Somebody by Laurie Blauner

Somebody-by-Laurie-Blauner

Description

Somebody by Laurie Blauner
ISBN 978-0930773663

Visit Laurie’s website at www.laurieblauner.com

In Laurie Blauner’s Somebody, an overbearing, ’50s-era party girl marries a succession of men, each one a projection of a life she would like to live rather than any kind of pragmatic assessment of the actual men. Her two daughters, Lizzie and Claire, somehow manage to survive and grow up in their mother’s fragmented house by maintaining an insistent belief that somehow, everything will get put together. Lizzie and Claire think when they finally move out and have control of their lives they’ll be able to assemble cohesive existences. Instead, finally, they reconcile themselves to their fractured lives.

“…strikingly original…” Matt Briggs, Tablet

Somebody won a King County Arts Commission Award for Publication. Laurie Blauner has received a grant from NEA, several Seattle Arts Commission grants and an Artist Trust grant for fiction. She wrote four books of poetry and her work has appeared in The New Republic, The Nation, The Georgia Review and others. Laurie lives in Seattle, WA.

Reviews

“Somebody is special in the way all very good novels are – simple elements in the hands of a very good writer create a complex brew. In this case, those elements involve mother-daughter relationships, mostly absent fathers, deceitful or indifferent lovers. Laurie Blauner, a fine poet with a masterly command of language and imagery, has written a wonderfully poignant novel of growing up, of getting out to seek a life of fulfillment and, possibly, happiness. I was absolutely taken with the language and the amazing images and metaphors.”

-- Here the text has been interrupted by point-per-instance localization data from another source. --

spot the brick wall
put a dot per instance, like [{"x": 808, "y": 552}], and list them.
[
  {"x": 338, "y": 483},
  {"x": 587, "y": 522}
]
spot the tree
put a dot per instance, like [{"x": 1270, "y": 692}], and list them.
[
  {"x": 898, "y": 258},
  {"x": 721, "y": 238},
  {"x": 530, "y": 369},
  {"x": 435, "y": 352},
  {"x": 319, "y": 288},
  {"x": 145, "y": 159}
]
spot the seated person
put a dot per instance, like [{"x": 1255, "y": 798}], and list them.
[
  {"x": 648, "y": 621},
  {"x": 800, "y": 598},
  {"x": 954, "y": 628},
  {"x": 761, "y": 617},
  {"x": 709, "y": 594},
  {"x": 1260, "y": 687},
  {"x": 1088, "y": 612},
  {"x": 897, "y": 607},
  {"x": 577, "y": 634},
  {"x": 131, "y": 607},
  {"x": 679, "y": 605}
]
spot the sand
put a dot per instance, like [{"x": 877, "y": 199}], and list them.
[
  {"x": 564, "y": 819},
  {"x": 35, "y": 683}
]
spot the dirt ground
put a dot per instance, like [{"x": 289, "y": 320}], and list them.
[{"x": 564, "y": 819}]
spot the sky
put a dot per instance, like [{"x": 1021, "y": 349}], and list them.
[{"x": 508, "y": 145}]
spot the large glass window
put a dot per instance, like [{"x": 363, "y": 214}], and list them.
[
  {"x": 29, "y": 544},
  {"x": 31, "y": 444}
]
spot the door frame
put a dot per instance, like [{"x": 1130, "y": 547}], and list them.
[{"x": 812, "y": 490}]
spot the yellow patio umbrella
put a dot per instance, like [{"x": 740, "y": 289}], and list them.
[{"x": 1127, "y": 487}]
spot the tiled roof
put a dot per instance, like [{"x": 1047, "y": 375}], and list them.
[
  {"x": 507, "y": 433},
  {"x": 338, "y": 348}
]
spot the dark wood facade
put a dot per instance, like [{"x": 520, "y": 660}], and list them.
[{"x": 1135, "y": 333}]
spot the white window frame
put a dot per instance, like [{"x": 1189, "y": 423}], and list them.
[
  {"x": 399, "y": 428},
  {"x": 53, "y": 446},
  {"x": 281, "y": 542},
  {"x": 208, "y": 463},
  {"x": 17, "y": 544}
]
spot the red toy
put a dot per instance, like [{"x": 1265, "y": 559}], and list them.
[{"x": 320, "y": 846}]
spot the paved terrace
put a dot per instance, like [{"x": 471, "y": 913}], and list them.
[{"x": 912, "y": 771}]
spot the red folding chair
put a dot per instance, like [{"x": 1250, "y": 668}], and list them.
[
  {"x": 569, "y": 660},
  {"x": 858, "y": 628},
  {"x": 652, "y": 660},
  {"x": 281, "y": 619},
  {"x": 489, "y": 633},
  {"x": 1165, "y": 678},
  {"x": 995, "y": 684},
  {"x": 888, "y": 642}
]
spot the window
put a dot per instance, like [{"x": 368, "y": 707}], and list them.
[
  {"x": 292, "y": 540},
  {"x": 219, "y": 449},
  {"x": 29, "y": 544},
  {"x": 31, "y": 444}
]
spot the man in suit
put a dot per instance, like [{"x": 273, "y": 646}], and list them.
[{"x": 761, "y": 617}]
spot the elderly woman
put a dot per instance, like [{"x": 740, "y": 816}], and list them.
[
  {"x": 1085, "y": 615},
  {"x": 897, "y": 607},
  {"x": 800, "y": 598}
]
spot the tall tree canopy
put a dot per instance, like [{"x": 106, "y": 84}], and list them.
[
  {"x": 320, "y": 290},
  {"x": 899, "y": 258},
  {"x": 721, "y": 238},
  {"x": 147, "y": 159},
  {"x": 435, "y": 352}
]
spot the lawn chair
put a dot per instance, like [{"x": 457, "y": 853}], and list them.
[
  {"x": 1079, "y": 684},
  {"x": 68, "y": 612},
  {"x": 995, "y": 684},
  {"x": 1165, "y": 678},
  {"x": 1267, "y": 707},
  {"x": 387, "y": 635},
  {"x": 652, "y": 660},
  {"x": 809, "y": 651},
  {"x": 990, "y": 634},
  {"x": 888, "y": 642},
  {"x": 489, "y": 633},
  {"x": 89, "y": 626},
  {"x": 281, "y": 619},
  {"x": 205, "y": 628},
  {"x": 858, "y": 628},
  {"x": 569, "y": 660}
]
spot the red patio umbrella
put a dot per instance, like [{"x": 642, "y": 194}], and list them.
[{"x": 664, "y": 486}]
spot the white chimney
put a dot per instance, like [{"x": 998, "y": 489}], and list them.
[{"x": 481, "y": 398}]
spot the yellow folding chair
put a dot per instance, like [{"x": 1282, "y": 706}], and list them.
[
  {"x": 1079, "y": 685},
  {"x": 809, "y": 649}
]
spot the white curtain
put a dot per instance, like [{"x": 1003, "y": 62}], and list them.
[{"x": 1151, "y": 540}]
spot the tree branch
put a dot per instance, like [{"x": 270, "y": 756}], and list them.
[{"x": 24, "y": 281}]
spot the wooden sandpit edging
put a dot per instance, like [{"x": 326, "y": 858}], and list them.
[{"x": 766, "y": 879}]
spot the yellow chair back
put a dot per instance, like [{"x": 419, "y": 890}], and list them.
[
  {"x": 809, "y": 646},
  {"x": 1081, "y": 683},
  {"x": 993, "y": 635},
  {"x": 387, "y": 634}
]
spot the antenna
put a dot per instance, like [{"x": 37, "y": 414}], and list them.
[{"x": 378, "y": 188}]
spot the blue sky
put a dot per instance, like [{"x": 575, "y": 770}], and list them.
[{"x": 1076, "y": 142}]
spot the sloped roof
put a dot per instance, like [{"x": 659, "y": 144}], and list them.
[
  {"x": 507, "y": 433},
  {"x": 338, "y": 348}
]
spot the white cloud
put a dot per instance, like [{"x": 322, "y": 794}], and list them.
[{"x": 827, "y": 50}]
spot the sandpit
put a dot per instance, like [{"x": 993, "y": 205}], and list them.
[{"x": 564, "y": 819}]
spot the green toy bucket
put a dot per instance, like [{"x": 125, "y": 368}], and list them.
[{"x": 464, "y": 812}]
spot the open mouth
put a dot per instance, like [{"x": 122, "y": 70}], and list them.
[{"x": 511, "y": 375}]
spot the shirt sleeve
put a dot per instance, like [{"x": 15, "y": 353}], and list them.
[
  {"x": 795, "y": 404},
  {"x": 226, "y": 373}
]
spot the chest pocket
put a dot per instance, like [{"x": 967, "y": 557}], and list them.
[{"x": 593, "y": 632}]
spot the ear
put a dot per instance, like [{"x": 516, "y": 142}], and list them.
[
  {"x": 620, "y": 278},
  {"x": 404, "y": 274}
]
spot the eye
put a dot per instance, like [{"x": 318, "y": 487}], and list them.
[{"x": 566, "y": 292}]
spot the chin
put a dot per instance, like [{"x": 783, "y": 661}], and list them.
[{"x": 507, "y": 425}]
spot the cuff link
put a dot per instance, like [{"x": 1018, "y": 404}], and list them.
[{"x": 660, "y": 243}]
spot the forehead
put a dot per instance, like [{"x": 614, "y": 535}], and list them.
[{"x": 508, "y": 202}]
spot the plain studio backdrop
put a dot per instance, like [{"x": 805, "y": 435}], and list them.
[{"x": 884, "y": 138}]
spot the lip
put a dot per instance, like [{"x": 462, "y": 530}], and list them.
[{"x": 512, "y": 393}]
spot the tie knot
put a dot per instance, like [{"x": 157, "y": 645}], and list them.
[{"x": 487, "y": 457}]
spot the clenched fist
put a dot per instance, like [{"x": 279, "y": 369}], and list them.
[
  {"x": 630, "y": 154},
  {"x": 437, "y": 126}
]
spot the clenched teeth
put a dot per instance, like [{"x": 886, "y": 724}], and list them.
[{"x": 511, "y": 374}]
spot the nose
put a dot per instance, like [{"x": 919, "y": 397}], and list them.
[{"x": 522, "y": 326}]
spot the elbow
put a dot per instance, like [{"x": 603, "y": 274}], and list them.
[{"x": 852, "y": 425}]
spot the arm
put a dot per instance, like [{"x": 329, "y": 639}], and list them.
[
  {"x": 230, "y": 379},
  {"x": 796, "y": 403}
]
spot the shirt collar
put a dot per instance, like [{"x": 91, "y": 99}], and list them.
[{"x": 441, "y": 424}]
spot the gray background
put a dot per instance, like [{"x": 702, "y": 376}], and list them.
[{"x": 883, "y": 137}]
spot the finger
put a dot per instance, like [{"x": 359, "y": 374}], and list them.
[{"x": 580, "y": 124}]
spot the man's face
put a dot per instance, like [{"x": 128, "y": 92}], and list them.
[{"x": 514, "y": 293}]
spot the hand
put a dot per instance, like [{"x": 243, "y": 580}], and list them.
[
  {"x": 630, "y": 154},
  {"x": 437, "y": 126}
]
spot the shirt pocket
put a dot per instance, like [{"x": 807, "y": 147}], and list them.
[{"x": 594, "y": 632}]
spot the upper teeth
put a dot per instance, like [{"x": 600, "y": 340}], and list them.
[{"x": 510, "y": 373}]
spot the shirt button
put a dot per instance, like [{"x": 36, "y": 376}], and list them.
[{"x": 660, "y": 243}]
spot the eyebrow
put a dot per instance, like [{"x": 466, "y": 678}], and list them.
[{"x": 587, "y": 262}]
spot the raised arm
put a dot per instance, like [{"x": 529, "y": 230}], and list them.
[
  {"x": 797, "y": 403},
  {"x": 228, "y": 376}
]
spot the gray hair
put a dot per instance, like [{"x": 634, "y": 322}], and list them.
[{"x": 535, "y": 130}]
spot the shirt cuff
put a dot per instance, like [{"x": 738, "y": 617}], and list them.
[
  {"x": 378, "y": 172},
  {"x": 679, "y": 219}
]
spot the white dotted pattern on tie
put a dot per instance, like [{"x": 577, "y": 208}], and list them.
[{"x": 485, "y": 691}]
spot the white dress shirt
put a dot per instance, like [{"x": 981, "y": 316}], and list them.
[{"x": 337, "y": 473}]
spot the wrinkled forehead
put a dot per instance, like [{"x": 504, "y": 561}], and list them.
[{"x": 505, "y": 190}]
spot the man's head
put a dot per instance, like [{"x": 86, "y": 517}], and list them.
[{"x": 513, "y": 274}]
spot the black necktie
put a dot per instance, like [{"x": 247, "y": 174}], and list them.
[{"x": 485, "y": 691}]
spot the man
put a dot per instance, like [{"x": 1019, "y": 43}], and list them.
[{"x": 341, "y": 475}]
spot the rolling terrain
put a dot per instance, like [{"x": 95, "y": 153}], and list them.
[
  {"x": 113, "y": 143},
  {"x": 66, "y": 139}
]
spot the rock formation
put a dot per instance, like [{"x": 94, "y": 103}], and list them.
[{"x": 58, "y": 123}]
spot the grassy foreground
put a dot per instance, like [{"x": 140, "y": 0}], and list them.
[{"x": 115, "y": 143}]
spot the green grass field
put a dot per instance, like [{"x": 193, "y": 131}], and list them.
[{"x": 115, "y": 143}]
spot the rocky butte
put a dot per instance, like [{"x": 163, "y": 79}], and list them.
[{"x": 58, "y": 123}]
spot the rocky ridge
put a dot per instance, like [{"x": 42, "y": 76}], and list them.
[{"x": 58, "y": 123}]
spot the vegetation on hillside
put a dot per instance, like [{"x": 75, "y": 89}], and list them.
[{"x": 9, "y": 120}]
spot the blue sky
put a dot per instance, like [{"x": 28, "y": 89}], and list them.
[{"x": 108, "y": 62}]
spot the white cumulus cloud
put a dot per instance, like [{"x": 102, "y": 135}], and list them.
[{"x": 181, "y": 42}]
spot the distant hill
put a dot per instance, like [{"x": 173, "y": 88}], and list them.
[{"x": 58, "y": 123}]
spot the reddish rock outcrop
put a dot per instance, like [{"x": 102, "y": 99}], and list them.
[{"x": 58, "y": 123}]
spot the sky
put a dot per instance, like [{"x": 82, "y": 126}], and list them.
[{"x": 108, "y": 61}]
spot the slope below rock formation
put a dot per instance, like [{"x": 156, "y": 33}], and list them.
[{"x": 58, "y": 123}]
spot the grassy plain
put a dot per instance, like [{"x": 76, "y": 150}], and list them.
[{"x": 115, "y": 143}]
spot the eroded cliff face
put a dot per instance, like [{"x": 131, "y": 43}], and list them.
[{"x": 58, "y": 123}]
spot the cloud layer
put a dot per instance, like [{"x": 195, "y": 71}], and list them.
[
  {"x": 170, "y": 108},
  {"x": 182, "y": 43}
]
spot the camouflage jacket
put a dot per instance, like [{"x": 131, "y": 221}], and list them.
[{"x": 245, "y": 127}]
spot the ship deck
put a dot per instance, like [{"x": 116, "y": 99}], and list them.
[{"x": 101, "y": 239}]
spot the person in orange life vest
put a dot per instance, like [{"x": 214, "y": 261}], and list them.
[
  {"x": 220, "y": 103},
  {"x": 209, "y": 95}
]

—James Welch, author of The Heartsong of Charging Elk and Fool’s Crow

“Laurie Blauner’s novel, Somebody, is a poet’s novel in every way you could hope for. Her words do more than merely move forward this story of an American girl’s growing up. They layer and dart and resonate the way images do in dreams. The wounded father, the abandoned wife, the daughter is every, in some sad, utterly human way, somebody who wishes she could be somebody
else.”

—Rebecca Brown, author of The Dogs: A Modern Bestiary and The Gifts of the Body

“It is obvious from the opening lines of Laurie Blauner’s first novel that she is first and foremost a very talented poet. Blauner creates images rich with feeling and color, transforming the seemingly insignificant into the extraordinary.”